Updated on September 6, 2015

What does a niacin flush feel like?

I had been reading about all the B vitamins the night before, so while I worked I was thinking about all the benefits they offer and I couldn’t wait to buy some. When it came time for my break (I work in a supermarket) I bought a B complex and extra thiamine and niacin (B3). I took one of each and went back to work. Let the good health begin!

But something else began first. After 10 minutes had passed, I felt pins and needles in my face. Then I felt really warm. I went to the mirror. My face and neck were red and a minute later my arms were totally red, too. I was overheating and tingling all over, and my face felt slightly stiff.

Niacin is a vasodilator causing increased blood flow to the tiny blood vessels under the skin, resulting in a niacin flush – redness and warmth with possible tingling and itching.
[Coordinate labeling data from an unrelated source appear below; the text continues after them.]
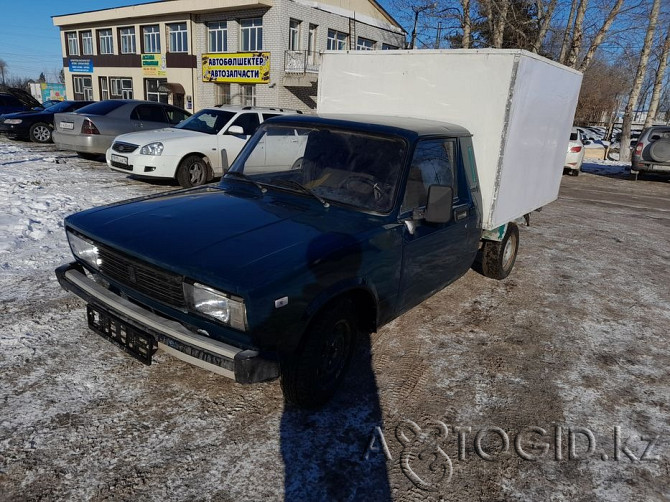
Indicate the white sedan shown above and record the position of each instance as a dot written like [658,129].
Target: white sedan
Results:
[194,151]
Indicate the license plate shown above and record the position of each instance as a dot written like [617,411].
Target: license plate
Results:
[134,341]
[120,159]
Me after taking a niacin tablet

I didn’t want any customers to see me on account of looking like I had malaria. I tried to stay out of my supervisor’s sight, but he eventually saw me. He enquired about my health, physical and emotional, as the nature of my suffering was unclear.

I knew I had to go stand in the freezer so I came up with some work I could do in there.

The worst of the reaction lasted about an hour and a half. The all-over redness and warmth lasted the entire time. There was intermittent tingling and itching on my legs.

I didn’t realize the reaction would be so intense and would make me look ridiculous.

I had read about niacin flush so I knew what was happening. If I hadn’t been aware of it I would have thought there was something seriously wrong (maybe the vitamins were poisoned or I was allergic?), and I might have gone to the hospital.

Knowing the flush was harmless, I waited it out.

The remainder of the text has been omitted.